Шимпанзун взяла листок, но, помедлив не больше секунды и уже с интересом разглядывая нездешнюю наглость, забрала у него и ручку и, положив листок на крышу автомобиля, написала на обратной стороне уже свою быструю строчку.

— Вот вам мой номер, что-нибудь узнаете, позвоните сами.

Показался автобус, исключая раздумья и прекращая паузы и весь этот разговор, задвигались суровые наблюдатели, ожидая, чем же закончится наглость приезжего иностранца — затащит, или нет?

— Может, все-таки поедете?

Но Шимпанзун молча покачала головой и запрыгнула в автобус, в атмосферу гордости за неподдавшуюся ее и презрения к выскочке из иноземной тачки. Автобус тронулся, гевронец проводил его движение и ее силуэт взглядом, а она его — поворотом глаз.


— Арен эстерн лоннер носсеншноб? — спросил Мак Какерсен Боба Уинсена, пристегиваясь ремнями безопасности к креслу. В Гевронии так принято, что если есть к чему пристегнуться, то это обязательно будет сделано. Тем более на ужасных русбандских дорогах.

(А что значит иметь длинный нос?)

— Плеер бубнер, — после двух переключений, а значит быстро, ответил Боб, — фрикшен носсеншноб ундер чушке бизнер. Путтер носсеншноб хукер ехер шварк. Фор шваркер, нидляс тубиххер варвар. Фор хукер… ван левел цивиляйзер унд компьютайзер невайзер. Ту отсоссер, эстерн гуд!
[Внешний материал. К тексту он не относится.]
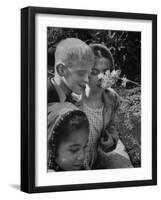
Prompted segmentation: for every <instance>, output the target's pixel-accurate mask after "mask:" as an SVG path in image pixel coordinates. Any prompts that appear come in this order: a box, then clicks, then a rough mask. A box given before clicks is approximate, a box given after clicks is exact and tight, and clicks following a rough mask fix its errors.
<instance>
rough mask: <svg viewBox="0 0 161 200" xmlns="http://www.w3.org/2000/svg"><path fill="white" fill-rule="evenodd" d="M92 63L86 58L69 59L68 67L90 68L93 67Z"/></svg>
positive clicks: (88, 68) (76, 69)
mask: <svg viewBox="0 0 161 200" xmlns="http://www.w3.org/2000/svg"><path fill="white" fill-rule="evenodd" d="M93 65H94V63H93V62H91V61H88V60H81V61H79V60H70V61H69V62H68V67H70V68H71V69H73V70H79V71H80V70H87V71H88V70H90V69H91V68H92V67H93Z"/></svg>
(Игра слов. Совать нос в чужие дела. По носу можно получить или его прищемят. Чтобы прищемили, нужно быть любопытным варваром. Чтобы получить… ну в этом случае уровень образования и культуры особой роли не играет. Тебя отшили, вот что это значит!)

— Онар втюхенд самсаер телефункен, — возразил Мак.

(Она дала мне свой телефон.)

— Квиклер, фор стартер анти ту, оре нейвайзер ту гитлехай, — посмотрел на бумажку Боб. — Авостедт, юкси-кокси, намбер телефункен бутфактор, — предположил он, — фор амбуляр оре шухерплюнк антитипер.